Some courses in higher education do aim at raising consciousness among students about climate change, but, generally, it is safe to say that global higher education does not see itself as a whole-sector leader for global action to ‘fight’ climate change or to help human society adapt to inevitable climate change effects.
Why not? With 250,000,000 students enrolled, global higher education is the largest single entity that could potentially act collectively around one mission to lead the human response to the climate crisis.
Promoting civil society
Higher education, as a primarily non-profit sector, has the specific requirement to ‘do social good’. There is no doubt that educating the populace is a social good. But what about ‘social good’ interpreted as preserving civil society as part of a collaborative force to deal with a shared crisis?
This would move higher education beyond developing individuals who, when they graduate, may or may not themselves do ‘social good’. What if, instead, some percentage of those graduates had deep experience of working on climate crisis projects?
Global higher education could preserve civil society and humanity in this way: adopt one universal mission statement for all 19,400 institutions and adopt a version of the ‘extinction rebellion’ curriculum as proposed by The Last Humans Project.
This project shows, through a review of evolution studies, that humans invented language far earlier than is commonly claimed by evolution researchers, not 50,000 years ago but 2.5 million years ago. Therefore, we show, it was language that produced our thinking, our society and our culture and that, therefore, we humans have evolved within a culture during the most formative period of evolution.
Since language and culture are the actual drivers of humanity and the entire species faces extinction, we must re-organise learning in higher education to build on our core human abilities. Let’s swim with the current of humanity rather than against it.
By emphasising not just STEM – science, technology, engineering and mathematics – which are all derivative thinking abilities, but the source of those derivatives (language), we can use our natural tendencies and build on them to help humanity survive. We can build a curriculum that fosters our communication abilities, creativity, innovation and action, a curriculum which is just what this century needs.
This might seem complicated, but it’s not. All institutions which take part in the project would adopt this mission statement:
- • To lead the world in preserving human society during the current mass extinction caused by climate change.
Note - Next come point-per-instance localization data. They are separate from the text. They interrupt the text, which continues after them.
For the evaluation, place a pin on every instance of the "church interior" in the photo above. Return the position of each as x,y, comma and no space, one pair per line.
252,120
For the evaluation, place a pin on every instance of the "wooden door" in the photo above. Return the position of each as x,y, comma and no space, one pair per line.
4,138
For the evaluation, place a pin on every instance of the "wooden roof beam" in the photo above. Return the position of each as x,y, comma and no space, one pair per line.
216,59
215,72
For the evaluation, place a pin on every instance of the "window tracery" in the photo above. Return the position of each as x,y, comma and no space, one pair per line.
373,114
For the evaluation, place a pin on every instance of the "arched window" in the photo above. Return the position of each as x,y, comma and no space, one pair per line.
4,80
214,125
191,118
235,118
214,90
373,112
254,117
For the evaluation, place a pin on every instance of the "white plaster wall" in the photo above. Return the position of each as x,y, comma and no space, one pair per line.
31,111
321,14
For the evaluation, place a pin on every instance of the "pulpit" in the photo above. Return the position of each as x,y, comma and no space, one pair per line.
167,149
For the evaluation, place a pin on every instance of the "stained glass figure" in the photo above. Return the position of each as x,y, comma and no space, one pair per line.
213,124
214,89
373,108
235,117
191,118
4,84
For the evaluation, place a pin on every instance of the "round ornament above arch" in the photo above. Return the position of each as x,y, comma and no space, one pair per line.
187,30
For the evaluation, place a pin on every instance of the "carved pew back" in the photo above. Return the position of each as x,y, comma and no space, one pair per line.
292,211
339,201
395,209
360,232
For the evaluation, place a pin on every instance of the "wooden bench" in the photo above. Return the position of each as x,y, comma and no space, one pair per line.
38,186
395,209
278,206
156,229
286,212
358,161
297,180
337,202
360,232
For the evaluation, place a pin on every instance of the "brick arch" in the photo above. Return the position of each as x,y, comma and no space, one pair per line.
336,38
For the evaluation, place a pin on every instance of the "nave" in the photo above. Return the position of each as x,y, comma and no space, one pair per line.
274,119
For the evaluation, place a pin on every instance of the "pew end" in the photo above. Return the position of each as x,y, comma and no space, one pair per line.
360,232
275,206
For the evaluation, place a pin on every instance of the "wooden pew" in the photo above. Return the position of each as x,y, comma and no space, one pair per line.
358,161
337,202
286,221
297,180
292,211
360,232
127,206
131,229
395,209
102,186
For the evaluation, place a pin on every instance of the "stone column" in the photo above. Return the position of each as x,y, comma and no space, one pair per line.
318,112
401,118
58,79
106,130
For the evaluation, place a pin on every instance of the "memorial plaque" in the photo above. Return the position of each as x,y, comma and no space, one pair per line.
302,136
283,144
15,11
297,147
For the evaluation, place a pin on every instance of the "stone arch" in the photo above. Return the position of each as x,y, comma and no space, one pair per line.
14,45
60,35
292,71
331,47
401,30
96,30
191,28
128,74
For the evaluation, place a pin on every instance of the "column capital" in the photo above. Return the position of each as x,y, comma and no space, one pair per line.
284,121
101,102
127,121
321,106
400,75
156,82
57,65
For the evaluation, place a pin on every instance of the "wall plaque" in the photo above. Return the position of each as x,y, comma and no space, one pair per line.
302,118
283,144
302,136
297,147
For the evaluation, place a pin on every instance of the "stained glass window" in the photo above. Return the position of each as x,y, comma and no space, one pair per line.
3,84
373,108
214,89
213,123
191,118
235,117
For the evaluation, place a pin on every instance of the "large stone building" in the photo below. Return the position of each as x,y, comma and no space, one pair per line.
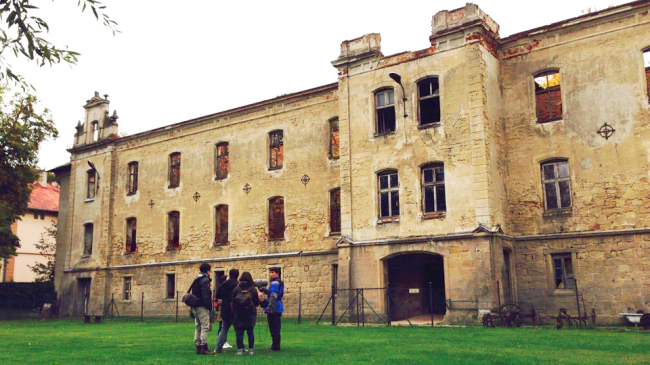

- • To offer a programme that enrolees can choose that will engage them immediately upon matriculation in real-world projects aimed at preparing human society for extinction events such as floods, fires, rising seas, droughts, heat waves and famine, as well as climate refugees and other similar climate change effects that are bringing about the sixth mass extinction on Earth that includes a threat of human extinction.
Then, all institutions would organise their existing courses to include projects related to climate adaptation in the region – problem-based courses in almost any field, courses in writing or history or geography or political science or engineering, courses that develop creativity for innovation and problem-solving, such as courses in poetry taught as a course in creativity (or any similar courses such as in architecture or music or design).
There is no need for new courses and getting them approved by curriculum committees (or whatever they might be called) and suffering the delay that brings while the world burns.
A new ‘major’ or ‘concentration’ or ‘course of study’ (whatever is appropriate in your context) could be put in place immediately with an institutional administrative push.
And, to add to the incentive, no better course of study exists. If one’s goal is only ‘life success’ and not ‘saving humanity’, this course of study with the mission statement given above would still be the best life preparation for our age.
How competitive would it be to promote your institution as offering a climate change concentration that prepares students for the world they will live in.
No strings attached
The Last Humans Project, right now, is an offering to the world with no strings attached. No one profits from the project in the usual ways at this point. If anyone wants to adopt the ideas at the site – thelasthumans.org – we only ask for attribution.
I am a university professor/professional staff who enjoyed a tenured status and who then became a technology director and then worked for the Office of Educational Innovation and Technology (OEIT) at MIT (among many other jobs). (OEIT is now “archived”). I then founded and led the Association for Authentic, Experiential and Evidence-Based Learning (AAEEBL) from 2009 to 2017. AAEEBL had institutional members in the United Sates, Canada, the United Kingdom and Australia.
At this point, I have only collegial affiliations with higher education. I do the project because of my grandchildren.